Convergence Analysis of Federated Learning Methods Using Backward Error Analysis
This provides theoretical insights into federated learning convergence for researchers, though it is incremental as it builds on existing methods with a new analytical perspective.
The paper analyzes the convergence behavior of federated learning algorithms on non-IID data by identifying implicit regularizers through backward error analysis, showing that FedAvg's regularizer increases gradient variance and hampers convergence, while FedSAM and SCAFFOLD partially or fully mitigate biases to improve convergence.

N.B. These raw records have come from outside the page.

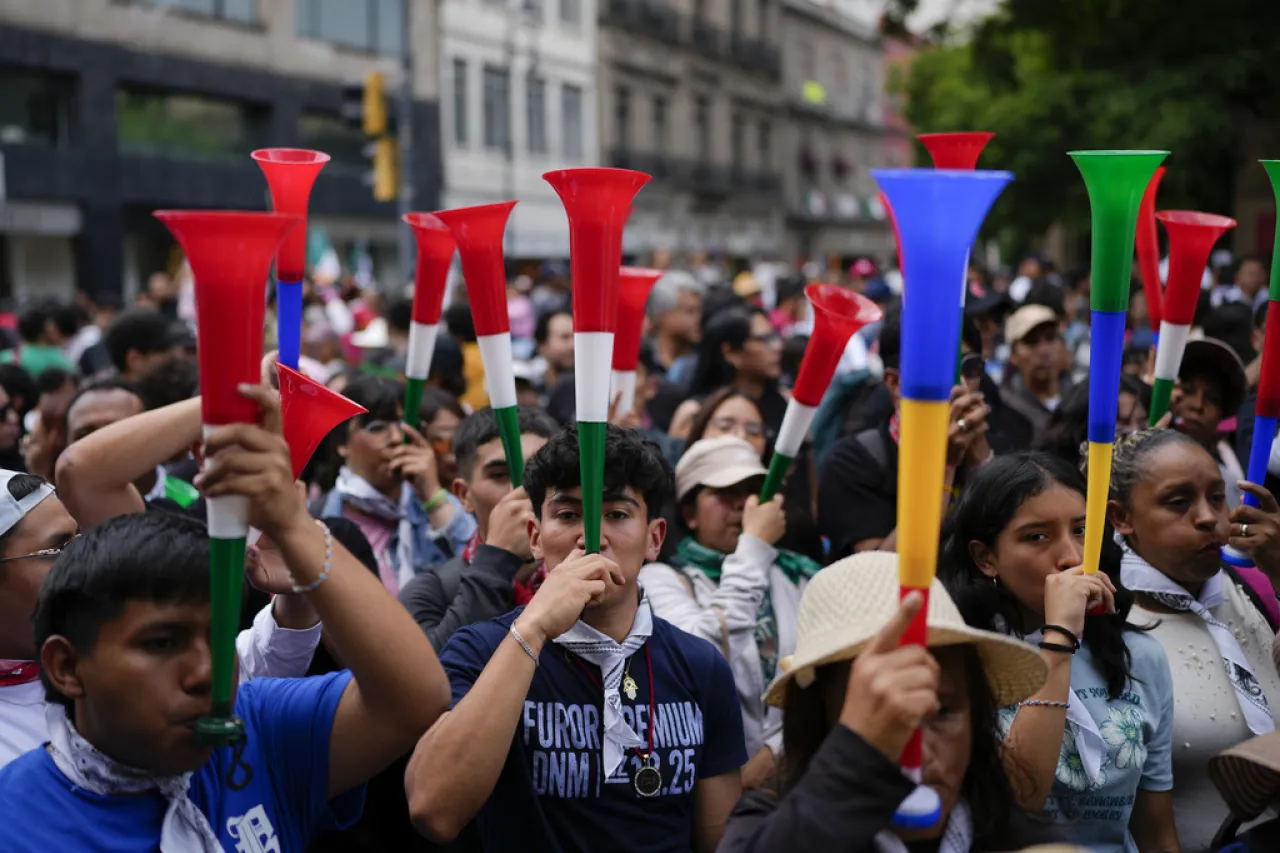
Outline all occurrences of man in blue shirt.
[406,425,746,852]
[0,387,448,853]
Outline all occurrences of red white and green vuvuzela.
[435,201,525,483]
[155,210,301,747]
[403,213,457,429]
[609,266,662,415]
[543,169,650,553]
[760,284,881,503]
[1148,210,1235,427]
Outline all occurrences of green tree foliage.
[886,0,1280,237]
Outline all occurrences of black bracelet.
[1041,625,1080,648]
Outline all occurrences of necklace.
[576,643,662,797]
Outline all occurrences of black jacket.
[399,546,524,652]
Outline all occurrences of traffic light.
[342,72,399,201]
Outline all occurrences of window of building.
[115,87,268,160]
[294,0,406,54]
[694,95,712,164]
[561,85,582,161]
[730,113,746,169]
[0,68,76,147]
[525,74,547,154]
[653,95,667,155]
[298,110,369,170]
[151,0,257,23]
[613,86,631,151]
[453,59,470,146]
[484,65,511,151]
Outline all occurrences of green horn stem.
[577,420,609,553]
[493,406,525,487]
[760,452,795,503]
[196,537,244,747]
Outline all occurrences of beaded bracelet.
[289,519,333,593]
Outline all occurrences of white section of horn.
[573,332,613,424]
[476,332,516,409]
[773,397,818,459]
[204,424,248,539]
[1156,320,1192,379]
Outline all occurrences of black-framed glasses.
[0,533,81,562]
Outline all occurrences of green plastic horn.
[1068,151,1169,573]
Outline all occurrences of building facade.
[782,0,890,262]
[599,0,787,263]
[0,0,440,300]
[439,0,599,260]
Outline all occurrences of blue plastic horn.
[872,162,1014,829]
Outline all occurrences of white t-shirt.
[1129,581,1280,853]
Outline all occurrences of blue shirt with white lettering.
[0,672,365,853]
[440,610,746,852]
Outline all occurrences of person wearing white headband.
[717,551,1047,853]
[0,387,448,853]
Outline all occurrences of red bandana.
[0,661,40,688]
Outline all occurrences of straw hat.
[676,435,768,501]
[764,551,1046,708]
[1208,731,1280,821]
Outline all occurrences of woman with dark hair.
[1103,429,1280,850]
[938,453,1179,853]
[317,375,476,593]
[671,305,787,432]
[419,388,467,488]
[1033,374,1151,469]
[717,551,1044,853]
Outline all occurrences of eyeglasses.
[0,533,81,562]
[710,418,764,438]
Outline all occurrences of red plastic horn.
[791,284,882,406]
[435,201,517,337]
[613,266,662,370]
[1156,210,1235,325]
[155,210,300,427]
[404,213,457,325]
[252,149,329,282]
[543,169,650,332]
[275,364,369,479]
[915,131,996,172]
[1134,167,1165,333]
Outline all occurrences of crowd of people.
[0,244,1280,853]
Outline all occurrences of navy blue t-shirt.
[0,672,365,853]
[440,610,746,852]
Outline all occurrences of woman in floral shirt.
[938,453,1179,853]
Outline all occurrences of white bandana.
[554,596,653,779]
[45,702,223,853]
[334,465,416,588]
[1120,543,1276,734]
[876,799,973,853]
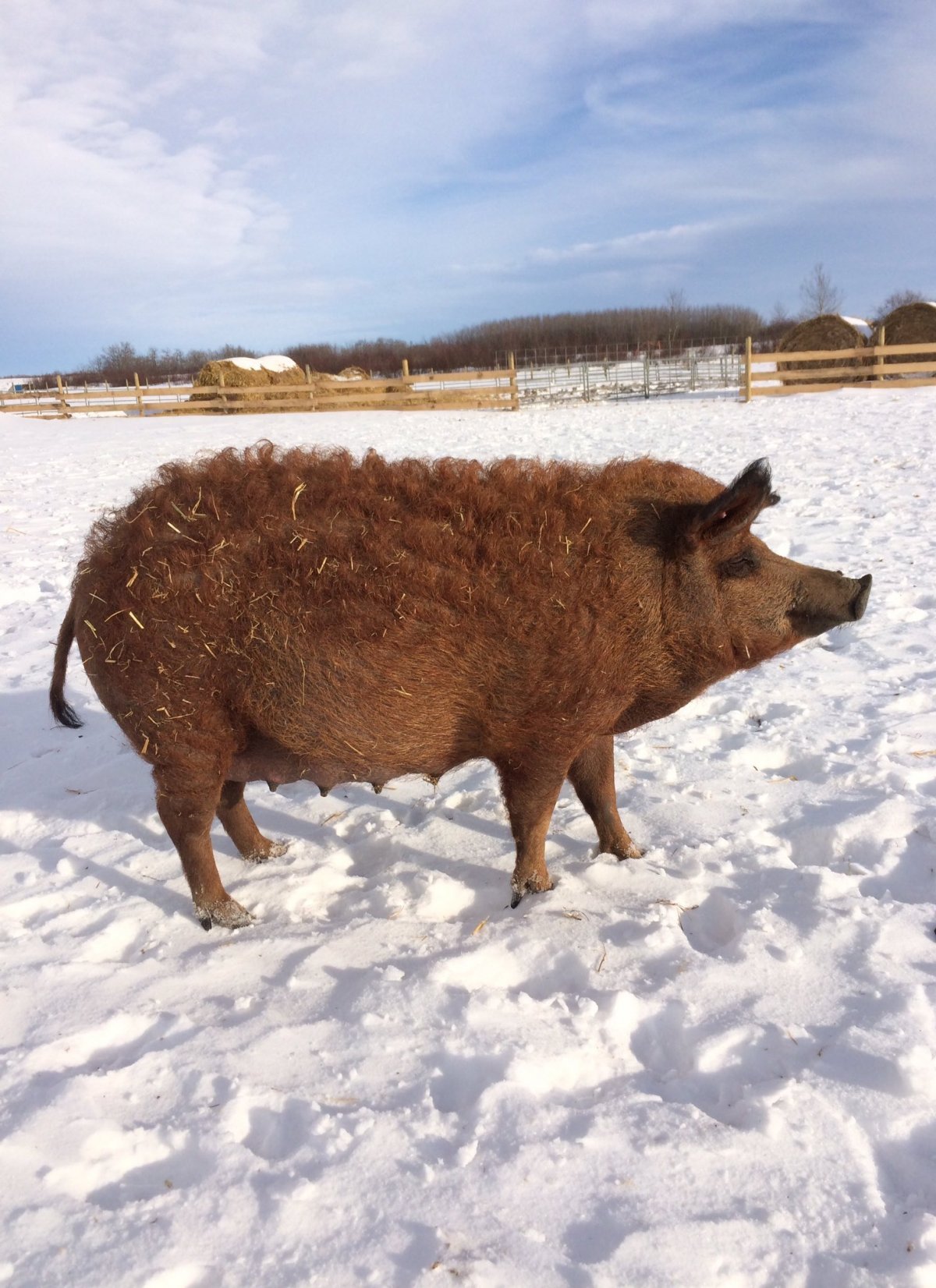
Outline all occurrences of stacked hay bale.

Backward error analysis allows finding a modified loss function, which the parameter updates really follow under the influence of an optimization method. The additional loss terms included in this modified function is called implicit regularizer. In this paper, we attempt to find the implicit regularizer for various federated learning algorithms on non-IID data distribution, and explain why each method shows different convergence behavior. We first show that the implicit regularizer of FedAvg disperses the gradient of each client from the average gradient, thus increasing the gradient variance. We also empirically show that the implicit regularizer hampers its convergence. Similarly, we compute the implicit regularizers of FedSAM and SCAFFOLD, and explain why they converge better. While existing convergence analyses focus on pointing out the advantages of FedSAM and SCAFFOLD, our approach can explain their limitations in complex non-convex settings. In specific, we demonstrate that FedSAM can partially remove the bias in the first-order term of the implicit regularizer in FedAvg, whereas SCAFFOLD can fully eliminate the bias in the first-order term, but not in the second-order term. Consequently, the implicit regularizer can provide a useful insight on the convergence behavior of federated learning from a different theoretical perspective.